Celsi also said because of a bill to kick thousands of Iowans off the Supplemental Nutrition Assistance Program (SNAP), more kids may have to enter the workforce to help their families afford food.

“Our kids belong in school learning with their friends, they don’t belong in restaurants and bars with adults late on a school night, they shouldn’t be in a freezer or meatpacking plant,” she said. “We should have businesses who keep kids out of harm’s way, not exploit them and expose them to injury or liability. This is a bad bill that will harm the most vulnerable in our state.”
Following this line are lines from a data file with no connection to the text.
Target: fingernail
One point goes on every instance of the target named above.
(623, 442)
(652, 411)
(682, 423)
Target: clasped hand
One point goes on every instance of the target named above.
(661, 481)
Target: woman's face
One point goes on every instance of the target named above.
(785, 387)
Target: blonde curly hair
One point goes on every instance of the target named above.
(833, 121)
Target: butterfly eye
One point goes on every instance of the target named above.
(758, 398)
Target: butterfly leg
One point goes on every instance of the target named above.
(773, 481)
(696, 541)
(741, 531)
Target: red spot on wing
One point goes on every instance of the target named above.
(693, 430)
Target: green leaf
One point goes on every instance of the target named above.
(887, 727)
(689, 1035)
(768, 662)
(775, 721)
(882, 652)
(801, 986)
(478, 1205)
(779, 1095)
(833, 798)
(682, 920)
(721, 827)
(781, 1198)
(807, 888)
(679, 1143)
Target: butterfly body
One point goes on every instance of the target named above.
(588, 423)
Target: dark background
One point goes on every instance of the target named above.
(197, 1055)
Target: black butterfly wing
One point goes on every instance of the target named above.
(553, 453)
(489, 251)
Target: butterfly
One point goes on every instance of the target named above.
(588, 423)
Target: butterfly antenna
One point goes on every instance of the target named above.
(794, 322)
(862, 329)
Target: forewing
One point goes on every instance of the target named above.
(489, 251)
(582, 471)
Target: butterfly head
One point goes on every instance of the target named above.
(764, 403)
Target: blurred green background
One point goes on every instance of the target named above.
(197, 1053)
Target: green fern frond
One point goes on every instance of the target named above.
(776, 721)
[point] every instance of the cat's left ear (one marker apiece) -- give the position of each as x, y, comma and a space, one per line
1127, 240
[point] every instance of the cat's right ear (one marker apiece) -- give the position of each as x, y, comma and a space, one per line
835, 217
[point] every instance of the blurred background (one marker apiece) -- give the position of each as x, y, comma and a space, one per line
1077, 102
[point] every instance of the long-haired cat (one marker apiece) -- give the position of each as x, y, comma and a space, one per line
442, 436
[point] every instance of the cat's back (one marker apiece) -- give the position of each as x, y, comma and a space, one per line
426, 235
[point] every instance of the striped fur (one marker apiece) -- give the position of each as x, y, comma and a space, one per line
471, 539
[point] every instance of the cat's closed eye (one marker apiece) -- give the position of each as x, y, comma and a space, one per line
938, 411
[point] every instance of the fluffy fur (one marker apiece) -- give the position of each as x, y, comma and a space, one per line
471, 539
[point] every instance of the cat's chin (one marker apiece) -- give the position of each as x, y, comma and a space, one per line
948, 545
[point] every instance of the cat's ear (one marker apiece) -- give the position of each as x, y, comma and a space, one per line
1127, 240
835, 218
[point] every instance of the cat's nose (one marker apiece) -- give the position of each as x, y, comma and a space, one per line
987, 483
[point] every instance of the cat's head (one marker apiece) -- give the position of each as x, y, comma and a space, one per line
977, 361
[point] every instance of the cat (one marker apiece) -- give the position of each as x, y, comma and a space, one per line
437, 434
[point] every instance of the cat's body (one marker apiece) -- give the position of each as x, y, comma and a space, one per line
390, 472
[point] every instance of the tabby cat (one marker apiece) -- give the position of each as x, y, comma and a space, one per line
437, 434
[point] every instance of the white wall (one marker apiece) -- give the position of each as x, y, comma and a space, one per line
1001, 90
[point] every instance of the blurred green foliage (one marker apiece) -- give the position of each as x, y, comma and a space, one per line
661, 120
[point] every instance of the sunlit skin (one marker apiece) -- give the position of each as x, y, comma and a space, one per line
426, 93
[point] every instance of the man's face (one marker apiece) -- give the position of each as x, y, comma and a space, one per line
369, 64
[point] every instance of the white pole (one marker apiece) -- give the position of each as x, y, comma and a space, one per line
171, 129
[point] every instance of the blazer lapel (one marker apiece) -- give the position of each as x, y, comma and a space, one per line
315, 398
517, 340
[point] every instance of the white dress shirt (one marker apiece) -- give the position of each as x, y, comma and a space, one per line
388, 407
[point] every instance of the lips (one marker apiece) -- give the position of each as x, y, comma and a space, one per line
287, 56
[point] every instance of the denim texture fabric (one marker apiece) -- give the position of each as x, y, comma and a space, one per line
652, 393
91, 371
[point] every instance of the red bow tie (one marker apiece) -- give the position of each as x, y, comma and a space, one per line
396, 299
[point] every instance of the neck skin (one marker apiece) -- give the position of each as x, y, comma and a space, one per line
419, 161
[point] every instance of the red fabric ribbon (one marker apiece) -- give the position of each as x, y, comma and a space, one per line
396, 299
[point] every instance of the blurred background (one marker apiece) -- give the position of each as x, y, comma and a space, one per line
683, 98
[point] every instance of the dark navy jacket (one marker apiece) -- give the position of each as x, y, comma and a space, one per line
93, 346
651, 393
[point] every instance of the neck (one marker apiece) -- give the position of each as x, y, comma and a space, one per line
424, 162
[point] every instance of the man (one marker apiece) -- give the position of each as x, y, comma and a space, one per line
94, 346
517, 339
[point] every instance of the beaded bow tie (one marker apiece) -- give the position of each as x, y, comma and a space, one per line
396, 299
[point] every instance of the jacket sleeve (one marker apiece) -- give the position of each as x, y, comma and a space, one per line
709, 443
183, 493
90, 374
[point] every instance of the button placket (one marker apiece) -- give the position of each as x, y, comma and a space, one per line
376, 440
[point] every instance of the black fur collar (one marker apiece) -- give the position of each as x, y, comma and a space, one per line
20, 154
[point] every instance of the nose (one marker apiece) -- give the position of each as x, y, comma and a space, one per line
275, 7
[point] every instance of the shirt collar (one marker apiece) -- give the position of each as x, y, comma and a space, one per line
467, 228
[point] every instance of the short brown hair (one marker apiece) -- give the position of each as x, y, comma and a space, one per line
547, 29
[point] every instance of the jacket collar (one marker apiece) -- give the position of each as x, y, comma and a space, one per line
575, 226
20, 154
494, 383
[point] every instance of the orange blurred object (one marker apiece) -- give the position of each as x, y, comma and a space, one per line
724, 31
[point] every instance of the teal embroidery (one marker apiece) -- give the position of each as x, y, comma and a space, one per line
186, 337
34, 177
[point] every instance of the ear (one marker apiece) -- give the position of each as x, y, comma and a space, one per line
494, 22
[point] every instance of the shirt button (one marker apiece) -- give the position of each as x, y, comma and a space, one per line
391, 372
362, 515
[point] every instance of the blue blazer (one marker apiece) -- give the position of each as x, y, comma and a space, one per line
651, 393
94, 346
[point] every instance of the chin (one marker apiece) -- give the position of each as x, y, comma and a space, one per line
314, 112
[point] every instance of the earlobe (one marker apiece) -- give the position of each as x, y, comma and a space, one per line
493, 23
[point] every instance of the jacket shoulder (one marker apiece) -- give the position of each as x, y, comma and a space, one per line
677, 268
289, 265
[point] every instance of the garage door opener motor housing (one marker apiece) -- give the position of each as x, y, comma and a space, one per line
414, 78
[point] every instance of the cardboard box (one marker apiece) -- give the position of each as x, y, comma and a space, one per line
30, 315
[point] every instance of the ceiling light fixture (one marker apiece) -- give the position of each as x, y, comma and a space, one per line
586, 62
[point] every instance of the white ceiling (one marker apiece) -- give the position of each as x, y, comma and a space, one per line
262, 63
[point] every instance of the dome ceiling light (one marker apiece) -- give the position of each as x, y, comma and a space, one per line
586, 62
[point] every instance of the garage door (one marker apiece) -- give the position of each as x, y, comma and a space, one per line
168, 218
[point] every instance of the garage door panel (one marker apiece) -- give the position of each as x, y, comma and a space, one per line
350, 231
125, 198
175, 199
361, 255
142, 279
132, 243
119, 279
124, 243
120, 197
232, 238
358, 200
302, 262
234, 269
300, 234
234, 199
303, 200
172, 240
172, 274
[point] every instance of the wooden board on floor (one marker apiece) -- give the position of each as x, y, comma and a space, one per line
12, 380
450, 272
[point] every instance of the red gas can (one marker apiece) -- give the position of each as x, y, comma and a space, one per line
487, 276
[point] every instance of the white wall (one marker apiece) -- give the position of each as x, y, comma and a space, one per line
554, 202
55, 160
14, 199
Under the bill, 14 is the minimum age for any type of work outside of a family farm or business. Fourteen-year-olds would also be eligible to do all work 15-year-olds can currently do, including retail, food service, office work, cleaning, and kitchen work. They could also take on these additional job duties:

  • working in industrial freezers and meat coolers
  • loading and unloading “light” tools from vehicles
  • working in an industrial laundry

Fifteen-year-olds would be able to do all of the above, plus:

  • loading, unloading, and stocking shelf items weighing up to 30 pounds (and up to 50 pounds with a waiver from the labor commissioner)
  • working as lifeguards and swimming instructors
  • performing light assembly work (with a waiver)

Both 14- and 15-year-olds would be able to work two hours later into the evening—until 9 p.m. during the school year and until 11 p.m. during the summer. They would also be allowed to work up to six hours a day during the school year, up from four hours.

The bill also allows 16- and 17-year-olds to serve alcohol at restaurants with parental permission.

Those age 17 would be allowed to work the same hours as adults. Work permits would also be completely eliminated.

Despite there still technically being some rules on what younger teenagers can’t do, the bill would also allow the director of Iowa Workforce Development or the Iowa Department of Education to “grant an exception from any provision,” including “hazardous” work if that work is within a work-based learning program.

Employers found in violation of this law could face a $10,000 civil penalty; however, the Iowa labor commissioner “may waive or reduce a civil penalty based on evidence the commissioner may obtain.”

Sen. Nate Boulton (D-Des Moines) introduced several amendments to try and add stronger protections for child laborers who are injured on the job, including workers’ compensation benefits. 

“The bill itself, four times it references death. Four times the bill references children dying. Four times,” Boulton said. “The bill contemplates kids going to work and, yes, some of them will get hurt. And when they get hurt, we [should] finally go to the point where they will at least be able to recover workers’ compensation benefits for those injuries.”

Dickey opposed providing additional workers’ compensation measures for injured child laborers and Boulton’s amendments failed. 

The Senate voted on SF 542 days after Rep. Sami Scheetz (D-Cedar Rapids) alerted city officials in his community about a potential child labor law violation after he captured a photo of a young person he suspected to be an underage worker at a construction site.

Scheetz said he and others present asked the suspected child laborer how old he was and the worker’s supervisor told him in Spanish to say he was 18.

Suspected child laborer in Cedar Rapids/Photo submitted by Rep. Sami Scheetz

The bill was heavily opposed by Iowa’s labor unions, who staged rallies across the state including a well-attended and boisterous rally inside the Capitol Rotunda on Feb. 27.

“Amy Sinclair is the president of the Iowa Senate, Pat Grassley is House leader. My dad worked in a packing plant, I worked in a packing plant, I don’t remember working next to any Grassleys in that packing plant,” said Jesse Case, Secretary-Treasurer and Principal Officer of Teamsters Local 238 in Iowa during that Feb. 27 rally.

“Whose kids are going to be working in these factories? Not Grassley’s. We’re here to deliver a very simple message: We don’t need more kids working in factories or packing plants. We need to pay higher wages for their parents so their kids don’t have to work in factories or packing plants.”

SF 542 heads to the Iowa House for debate in that chamber. Should it pass in the House, it would be sent to Gov. Kim Reynolds’ office and it would become law upon her signature.